People would design these posters such as fashion designers created clothes and outfits for the hippie generation to wear. People of the generation were highly attracted to them, just as much as they were attracted to the drug culture that was thriving in the nation. Andy Warhol, a famous artist of the era, designed album covers for bands as well as works of art. He is known for many works, among them the psychedelic four-frame portrait of Marylyn Monroe and the can of Campbell’s Tomato Soup. Busses that transported hippies to the West Coast, such as San Francisco, were painted with similar designs and plenty of bright colors. Bright colors and intricate patterns, as well as deep thought were methods of effective expression during the counterculture era.

Throughout the decades of the 20th century, each has had their own label in terms of musical revolution. For example, swing was popular in the 1920’s, jazz and blues through the next two and a half decades, and rock ‘n’ roll in the conservative 1950’s.
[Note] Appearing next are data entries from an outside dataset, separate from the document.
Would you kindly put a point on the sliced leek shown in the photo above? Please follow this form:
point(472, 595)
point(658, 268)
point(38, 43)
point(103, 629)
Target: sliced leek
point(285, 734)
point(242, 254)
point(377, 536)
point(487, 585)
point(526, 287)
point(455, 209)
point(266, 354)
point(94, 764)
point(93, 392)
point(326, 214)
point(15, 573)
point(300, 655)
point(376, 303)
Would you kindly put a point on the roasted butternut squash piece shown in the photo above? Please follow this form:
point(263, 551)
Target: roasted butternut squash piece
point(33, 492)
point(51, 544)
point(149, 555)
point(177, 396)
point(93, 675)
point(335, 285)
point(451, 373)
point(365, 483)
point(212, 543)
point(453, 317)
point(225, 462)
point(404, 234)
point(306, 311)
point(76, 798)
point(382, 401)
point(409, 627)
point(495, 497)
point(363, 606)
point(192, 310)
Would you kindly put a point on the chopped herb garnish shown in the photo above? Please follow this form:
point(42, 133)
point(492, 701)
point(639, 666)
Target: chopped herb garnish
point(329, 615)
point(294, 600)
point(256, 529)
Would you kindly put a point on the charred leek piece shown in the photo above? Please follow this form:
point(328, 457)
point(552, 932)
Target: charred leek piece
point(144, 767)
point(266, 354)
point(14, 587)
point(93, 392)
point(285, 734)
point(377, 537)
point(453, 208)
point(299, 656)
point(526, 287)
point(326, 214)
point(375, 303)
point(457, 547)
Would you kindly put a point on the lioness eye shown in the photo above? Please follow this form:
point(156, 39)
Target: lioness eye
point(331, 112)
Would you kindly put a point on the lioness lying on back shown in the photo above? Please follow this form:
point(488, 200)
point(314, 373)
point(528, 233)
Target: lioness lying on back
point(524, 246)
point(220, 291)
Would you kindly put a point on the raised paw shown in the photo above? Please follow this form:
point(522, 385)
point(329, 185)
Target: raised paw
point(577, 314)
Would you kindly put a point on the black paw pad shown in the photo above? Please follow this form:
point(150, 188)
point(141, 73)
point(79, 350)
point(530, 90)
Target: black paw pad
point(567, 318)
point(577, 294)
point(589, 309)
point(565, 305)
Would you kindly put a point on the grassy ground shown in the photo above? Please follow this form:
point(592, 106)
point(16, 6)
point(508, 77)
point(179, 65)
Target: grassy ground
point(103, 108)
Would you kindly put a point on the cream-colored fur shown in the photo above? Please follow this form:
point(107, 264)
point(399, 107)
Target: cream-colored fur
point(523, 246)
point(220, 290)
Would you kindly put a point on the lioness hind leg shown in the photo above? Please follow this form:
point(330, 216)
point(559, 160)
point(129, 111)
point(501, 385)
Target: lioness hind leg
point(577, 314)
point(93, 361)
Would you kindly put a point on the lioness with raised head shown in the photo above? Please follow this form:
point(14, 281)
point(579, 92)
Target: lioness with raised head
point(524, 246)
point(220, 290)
The 1960’s era is known for the emergence of psychedelic rock, a genre which hippies listened to when high on drugs, believing they could reach a higher place. The “British Invasion” of bands from England contributed to the explosion of this new rock genre in the United States. “Then came the Beatles, followed rapidly by the Stones and a whole explosion of beat groups that transformed rock ‘n’ roll, if not overnight, then in a year or so,” (Miles 76). The Beatles were a crazed sensation in the United States; they gained a solid fan base in the country amongst the youth. Amongst the most popular groups were the individuals who spoke out against issues with their music. People such as Bob Dylan expressed his protest point of view through acoustic singing and song-writing. He soon became “an electrified spokesperson for a generation in 1965.” (Miles 50). Artists such as Dylan were able to express their views on current issues of the country because they had a right to do so, and because they wanted to be heard. Janis Joplin, a female artistic activist, both for anti-war protest and feminisms in this era because she was able to express herself through music, much like the rest of the counterculture in the United States. The new-wave genre of psychedelic rock took firm hold on the nation and grew more defined as its popularity expanded and the hippie generation found another effective way to freely express themselves.

With a completely worry and carefree lifestyle, the people of the Hippie generation and counterculture used their rights as citizens of the United States to their advantage. They could outright ridicule America’s involvement in the Vietnam War and make statements against the restrictive society that possessed the previous decade. Counterculture youth made statements with their fashion sense, their creative and appealing artwork and through their own voice, either through poetry and literature or song. It was never uncommon to see people of this generation dressing bizarrely, or even simply, painting the flowers and peace signs on the side of an old bus in neon colors, and never without a guitar or flute. Through each of these means, the hippie generation effectively defines their views and purpose, and in turn, positively share it with the rest of society.

Works Cited

“Beatnik.” RetroGalaxy.Com. 2007. Online. Internet. 06.06.07. Available:

http://www.retrogalaxy.com/culture/beatniks.asp

Hoy, Rosemary. “Flower Children Chose Alternative Lifestyle.” Borderlands.

Internet. 06.03.07.Available:

http://www.epcc.edu/nwlibrary/borderlands/14_flower_children.htm.

Miles, Barry. Hippy. New York. Sterling Publishing Co., Inc, 2003.